Airbus remains the world’s biggest plane maker for the third year running. Buy, sell, or hold?
Full-year results to 31 December 2021
- Revenue up 4% to €52.15 billion
- Adjusted profit up 185% to €4.86 billion
- Net cash held up 77% to €7.64 billion
- Dividend payment of €1.50 per share (2020: Nil)
- Expects commercial aircraft deliveries of 720
- Forecasting adjusted profit of €5.5 billion
Chief executive Guillaume Faury said:
“2021 was a year of transition, where our attention shifted from navigating the pandemic towards recovery and growth. Thanks to the resilience and efforts of our teams, customers and suppliers, we delivered remarkable full-year results.”

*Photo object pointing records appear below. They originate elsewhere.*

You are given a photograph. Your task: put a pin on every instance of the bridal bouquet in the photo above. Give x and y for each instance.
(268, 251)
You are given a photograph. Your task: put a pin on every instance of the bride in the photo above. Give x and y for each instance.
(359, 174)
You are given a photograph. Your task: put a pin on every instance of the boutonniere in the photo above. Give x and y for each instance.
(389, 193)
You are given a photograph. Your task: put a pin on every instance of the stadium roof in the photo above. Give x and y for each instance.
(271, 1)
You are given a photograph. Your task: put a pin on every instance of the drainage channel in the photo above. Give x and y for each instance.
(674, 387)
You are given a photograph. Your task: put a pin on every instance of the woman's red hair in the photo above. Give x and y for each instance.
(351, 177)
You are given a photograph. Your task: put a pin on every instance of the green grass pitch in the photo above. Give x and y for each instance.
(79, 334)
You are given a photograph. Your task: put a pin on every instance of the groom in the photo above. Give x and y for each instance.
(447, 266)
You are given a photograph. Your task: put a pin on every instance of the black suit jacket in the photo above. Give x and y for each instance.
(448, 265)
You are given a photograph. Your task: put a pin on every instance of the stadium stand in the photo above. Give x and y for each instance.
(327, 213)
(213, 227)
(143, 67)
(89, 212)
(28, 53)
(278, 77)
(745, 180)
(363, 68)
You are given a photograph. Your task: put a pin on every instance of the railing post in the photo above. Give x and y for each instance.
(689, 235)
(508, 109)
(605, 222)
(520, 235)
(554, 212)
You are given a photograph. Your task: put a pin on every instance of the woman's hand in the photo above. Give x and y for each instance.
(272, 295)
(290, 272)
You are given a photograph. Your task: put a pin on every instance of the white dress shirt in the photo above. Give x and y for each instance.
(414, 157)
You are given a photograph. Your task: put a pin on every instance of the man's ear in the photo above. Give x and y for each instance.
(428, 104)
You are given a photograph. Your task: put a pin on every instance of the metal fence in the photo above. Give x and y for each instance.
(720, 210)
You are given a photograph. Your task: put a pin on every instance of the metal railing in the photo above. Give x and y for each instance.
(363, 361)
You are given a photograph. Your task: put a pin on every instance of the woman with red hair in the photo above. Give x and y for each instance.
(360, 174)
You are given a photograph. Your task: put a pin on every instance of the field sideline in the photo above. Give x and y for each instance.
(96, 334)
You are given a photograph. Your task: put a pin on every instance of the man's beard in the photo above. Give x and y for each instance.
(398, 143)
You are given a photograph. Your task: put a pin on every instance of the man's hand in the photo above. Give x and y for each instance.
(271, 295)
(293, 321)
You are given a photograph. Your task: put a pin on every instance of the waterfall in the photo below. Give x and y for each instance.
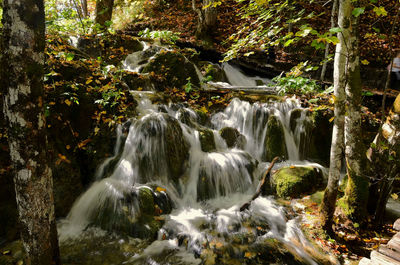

Plane maker Airbus (EURONEXT:AIR) today reported a strong recovery in adjusted profit as a recovery from the pandemic remained ongoing and it continued to bear down on costs.
Adjusted profit rose 185% to €4.86 billion as the Toulouse-headquartered company delivered 611 commercial aircraft during 2021, up from 2020’s 566 planes. A dividend of €1.50 per share was declared, the first in two years.
Airbus shares rose by more than 1% in European trading having more than doubled from pandemic-induced lows back in March 2020. Shares for US rival Boeing (NYSE:BA) are up by a similar amount over that time, while shares for Airbus customer easyJet (LSE:EZJ) have climbed by just under 60%.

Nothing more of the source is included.